Ein spannendes Beratungsbeispiel war ein gemeinnütziger Verein, der ursprünglich gemäß CSRD berichtspflichtig gewesen wäre und eine doppelte Wesentlichkeitsanalyse durchgeführt hat. Durch Omnibus fiel er jedoch aus der Berichtspflicht. Nichtsdestotrotz erkannte die Organisation den strategischen Mehrwert und startete in weiterer Folge mit einer THG-Bilanz. Nachhaltigkeit wurde damit vom externen Druck zu einer intrinsisch getragenen Haltung.
5) Welche Entwicklungen und Anforderungen beobachtest du im Bereich Nachhaltigkeit für KMU aktuell und wie kann der Nachhaltigkeitskompass dabei unterstützen?
Ich beobachte, dass sich das Thema Nachhaltigkeit stark weiterentwickelt hat und zu einem klar strukturierten Managementthema geworden ist.

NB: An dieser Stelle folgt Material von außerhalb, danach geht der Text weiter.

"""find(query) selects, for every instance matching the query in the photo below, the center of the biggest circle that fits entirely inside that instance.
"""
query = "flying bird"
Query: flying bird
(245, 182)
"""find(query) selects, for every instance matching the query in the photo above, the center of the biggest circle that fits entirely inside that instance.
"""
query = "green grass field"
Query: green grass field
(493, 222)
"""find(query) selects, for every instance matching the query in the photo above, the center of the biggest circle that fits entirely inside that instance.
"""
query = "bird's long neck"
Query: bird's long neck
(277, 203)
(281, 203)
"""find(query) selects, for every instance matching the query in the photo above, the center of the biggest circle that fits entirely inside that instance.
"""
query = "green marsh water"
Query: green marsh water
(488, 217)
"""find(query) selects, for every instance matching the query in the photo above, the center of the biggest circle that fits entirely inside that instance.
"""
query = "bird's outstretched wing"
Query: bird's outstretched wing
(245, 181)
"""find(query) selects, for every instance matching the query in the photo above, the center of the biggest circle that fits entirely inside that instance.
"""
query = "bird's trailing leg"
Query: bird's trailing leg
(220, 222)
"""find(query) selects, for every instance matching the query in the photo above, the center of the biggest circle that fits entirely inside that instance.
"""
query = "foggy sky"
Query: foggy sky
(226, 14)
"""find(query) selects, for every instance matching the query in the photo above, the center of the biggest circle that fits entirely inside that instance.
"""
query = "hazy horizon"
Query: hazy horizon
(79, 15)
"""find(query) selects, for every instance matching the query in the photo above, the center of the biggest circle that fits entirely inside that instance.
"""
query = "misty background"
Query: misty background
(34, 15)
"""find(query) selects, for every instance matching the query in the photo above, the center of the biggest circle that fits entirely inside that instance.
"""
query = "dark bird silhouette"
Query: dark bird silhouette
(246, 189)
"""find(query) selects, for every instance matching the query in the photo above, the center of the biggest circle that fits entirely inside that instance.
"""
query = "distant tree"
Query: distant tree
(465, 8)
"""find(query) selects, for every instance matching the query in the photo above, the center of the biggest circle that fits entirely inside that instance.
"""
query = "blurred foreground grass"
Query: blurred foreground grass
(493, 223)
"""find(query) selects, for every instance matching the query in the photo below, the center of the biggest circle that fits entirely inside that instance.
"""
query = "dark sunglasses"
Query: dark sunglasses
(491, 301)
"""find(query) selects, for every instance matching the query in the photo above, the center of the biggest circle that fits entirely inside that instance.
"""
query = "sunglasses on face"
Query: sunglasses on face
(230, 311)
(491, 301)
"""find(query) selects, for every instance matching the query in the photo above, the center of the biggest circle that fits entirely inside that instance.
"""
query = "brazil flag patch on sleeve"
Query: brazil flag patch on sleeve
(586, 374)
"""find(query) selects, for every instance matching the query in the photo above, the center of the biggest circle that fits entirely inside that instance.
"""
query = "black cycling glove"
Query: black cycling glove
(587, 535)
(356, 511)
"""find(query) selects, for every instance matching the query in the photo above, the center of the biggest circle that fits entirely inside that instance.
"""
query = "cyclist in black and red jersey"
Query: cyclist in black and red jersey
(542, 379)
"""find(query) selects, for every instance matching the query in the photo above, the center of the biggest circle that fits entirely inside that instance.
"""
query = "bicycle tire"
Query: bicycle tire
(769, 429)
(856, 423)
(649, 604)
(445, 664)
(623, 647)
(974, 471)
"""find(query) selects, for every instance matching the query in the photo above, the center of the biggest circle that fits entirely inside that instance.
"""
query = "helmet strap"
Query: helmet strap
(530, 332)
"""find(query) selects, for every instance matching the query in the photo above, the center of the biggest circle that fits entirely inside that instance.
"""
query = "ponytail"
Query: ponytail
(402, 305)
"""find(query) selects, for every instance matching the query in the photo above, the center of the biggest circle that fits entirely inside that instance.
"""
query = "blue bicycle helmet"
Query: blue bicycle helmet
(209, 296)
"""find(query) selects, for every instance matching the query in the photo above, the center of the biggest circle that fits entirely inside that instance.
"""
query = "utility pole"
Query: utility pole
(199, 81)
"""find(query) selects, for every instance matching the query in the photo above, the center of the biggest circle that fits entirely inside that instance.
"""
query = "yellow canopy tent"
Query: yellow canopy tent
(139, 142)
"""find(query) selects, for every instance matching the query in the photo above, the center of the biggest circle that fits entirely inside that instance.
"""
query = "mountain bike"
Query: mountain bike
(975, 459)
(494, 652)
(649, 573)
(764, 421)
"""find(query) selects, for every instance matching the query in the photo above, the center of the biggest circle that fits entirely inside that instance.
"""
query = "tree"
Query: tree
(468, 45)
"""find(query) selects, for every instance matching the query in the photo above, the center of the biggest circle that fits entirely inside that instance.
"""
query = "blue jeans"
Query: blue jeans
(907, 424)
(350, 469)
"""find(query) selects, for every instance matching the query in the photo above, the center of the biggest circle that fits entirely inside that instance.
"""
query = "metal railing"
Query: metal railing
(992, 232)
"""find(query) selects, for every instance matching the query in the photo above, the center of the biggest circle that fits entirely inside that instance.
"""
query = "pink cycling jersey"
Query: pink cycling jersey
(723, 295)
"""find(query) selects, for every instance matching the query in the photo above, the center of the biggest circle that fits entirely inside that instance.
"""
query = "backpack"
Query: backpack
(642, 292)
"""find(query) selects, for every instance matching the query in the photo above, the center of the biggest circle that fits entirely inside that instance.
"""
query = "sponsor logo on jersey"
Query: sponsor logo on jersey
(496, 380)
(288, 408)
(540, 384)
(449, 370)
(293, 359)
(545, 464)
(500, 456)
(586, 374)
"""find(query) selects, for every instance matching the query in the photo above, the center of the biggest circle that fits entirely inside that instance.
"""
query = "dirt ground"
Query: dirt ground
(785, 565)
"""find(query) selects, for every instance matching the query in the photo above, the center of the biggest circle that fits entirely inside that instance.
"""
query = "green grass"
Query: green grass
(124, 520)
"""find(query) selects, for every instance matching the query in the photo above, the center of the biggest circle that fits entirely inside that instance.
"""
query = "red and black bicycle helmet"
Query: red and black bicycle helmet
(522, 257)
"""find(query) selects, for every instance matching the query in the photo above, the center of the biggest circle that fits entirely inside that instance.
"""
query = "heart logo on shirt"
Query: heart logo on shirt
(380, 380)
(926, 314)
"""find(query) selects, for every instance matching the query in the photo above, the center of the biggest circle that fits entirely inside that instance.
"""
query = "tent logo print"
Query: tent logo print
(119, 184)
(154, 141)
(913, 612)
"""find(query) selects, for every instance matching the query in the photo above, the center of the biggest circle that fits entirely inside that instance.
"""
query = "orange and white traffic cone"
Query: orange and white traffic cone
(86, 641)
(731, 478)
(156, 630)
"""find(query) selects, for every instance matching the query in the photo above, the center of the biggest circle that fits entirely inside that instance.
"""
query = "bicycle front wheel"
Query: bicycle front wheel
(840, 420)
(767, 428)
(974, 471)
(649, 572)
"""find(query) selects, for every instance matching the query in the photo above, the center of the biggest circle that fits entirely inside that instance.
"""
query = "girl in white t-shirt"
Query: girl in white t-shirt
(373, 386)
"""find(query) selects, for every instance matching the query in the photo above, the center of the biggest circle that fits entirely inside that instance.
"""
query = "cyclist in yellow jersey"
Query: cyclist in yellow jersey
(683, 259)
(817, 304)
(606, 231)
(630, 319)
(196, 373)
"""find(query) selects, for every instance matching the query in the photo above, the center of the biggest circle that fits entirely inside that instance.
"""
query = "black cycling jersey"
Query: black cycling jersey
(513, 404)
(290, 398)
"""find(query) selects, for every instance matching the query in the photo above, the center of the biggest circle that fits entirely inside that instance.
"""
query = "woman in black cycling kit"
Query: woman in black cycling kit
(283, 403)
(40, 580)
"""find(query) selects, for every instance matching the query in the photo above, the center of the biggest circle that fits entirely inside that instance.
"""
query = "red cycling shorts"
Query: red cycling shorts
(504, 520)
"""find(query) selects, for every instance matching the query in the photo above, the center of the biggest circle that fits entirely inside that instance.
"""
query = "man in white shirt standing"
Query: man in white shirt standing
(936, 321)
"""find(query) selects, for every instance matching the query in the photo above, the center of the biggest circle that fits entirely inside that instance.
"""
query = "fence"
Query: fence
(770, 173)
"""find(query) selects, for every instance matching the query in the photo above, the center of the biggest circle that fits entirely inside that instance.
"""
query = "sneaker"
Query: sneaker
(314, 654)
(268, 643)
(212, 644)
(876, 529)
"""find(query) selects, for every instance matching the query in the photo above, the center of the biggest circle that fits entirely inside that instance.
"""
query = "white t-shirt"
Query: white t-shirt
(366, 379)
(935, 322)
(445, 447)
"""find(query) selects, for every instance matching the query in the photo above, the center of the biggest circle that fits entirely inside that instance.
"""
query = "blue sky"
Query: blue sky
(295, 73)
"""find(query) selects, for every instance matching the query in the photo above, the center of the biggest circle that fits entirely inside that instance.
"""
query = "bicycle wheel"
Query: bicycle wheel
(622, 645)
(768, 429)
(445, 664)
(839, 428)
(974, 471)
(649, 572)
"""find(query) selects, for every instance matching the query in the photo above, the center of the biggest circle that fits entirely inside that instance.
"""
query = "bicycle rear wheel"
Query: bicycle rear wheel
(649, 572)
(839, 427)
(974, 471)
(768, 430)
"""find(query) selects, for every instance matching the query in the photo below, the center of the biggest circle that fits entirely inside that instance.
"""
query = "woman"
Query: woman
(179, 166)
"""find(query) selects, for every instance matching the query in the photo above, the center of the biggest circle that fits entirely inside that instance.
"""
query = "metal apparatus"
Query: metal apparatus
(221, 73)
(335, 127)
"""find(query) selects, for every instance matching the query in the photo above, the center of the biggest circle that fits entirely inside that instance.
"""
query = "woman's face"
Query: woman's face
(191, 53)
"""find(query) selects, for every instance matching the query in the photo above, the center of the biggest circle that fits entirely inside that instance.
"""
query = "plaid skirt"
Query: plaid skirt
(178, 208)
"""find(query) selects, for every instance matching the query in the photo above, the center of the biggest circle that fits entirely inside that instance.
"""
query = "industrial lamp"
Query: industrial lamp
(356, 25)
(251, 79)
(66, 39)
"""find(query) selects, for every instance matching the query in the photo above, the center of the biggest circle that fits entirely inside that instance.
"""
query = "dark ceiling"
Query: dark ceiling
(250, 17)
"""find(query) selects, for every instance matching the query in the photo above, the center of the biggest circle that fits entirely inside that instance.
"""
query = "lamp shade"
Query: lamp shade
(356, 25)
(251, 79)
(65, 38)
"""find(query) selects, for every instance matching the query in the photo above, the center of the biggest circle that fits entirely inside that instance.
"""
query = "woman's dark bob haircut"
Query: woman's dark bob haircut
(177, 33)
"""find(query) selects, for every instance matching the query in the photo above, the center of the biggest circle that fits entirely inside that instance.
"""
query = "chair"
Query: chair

Zusätzlich werden ESG-Daten systematischer eingefordert. Insbesondere der Product Carbon Footprint (PCF) gewinnt als Anforderung entlang der Lieferkette zunehmend an Bedeutung. Gleichzeitig steigt die Erwartung, dass Unternehmen nicht nur Zahlen liefern, sondern Strategien, konkrete Ziele und nachvollziehbare Maßnahmen vorweisen können. Dies ist zukünftig auch in der Nachhaltigkeitskommunikation gesetzlich vorgeschrieben (Stichwort Empowering Consumers Richtlinie). Hierdurch sind allgemeine Umweltaussagen zukünftig nur mehr zulässig, sofern sie am selben Medium spezifiziert werden und Nachhaltigkeitsziele mit einem entsprechenden Umsetzungsplan hinterlegt sind.
Für viele KMU ist das herausfordernd. Der Nachhaltigkeitskompass schafft einen praxisnahen und niederschwelligen Einstieg in ausgewählte Kernbereiche der Nachhaltigkeit und legt damit die Basis für weiterführende Schritte. So wird Nachhaltigkeit nicht zur bürokratischen Last, sondern zu einem strategischen Instrument, das Unternehmen resilienter, transparenter und wettbewerbsfähiger macht.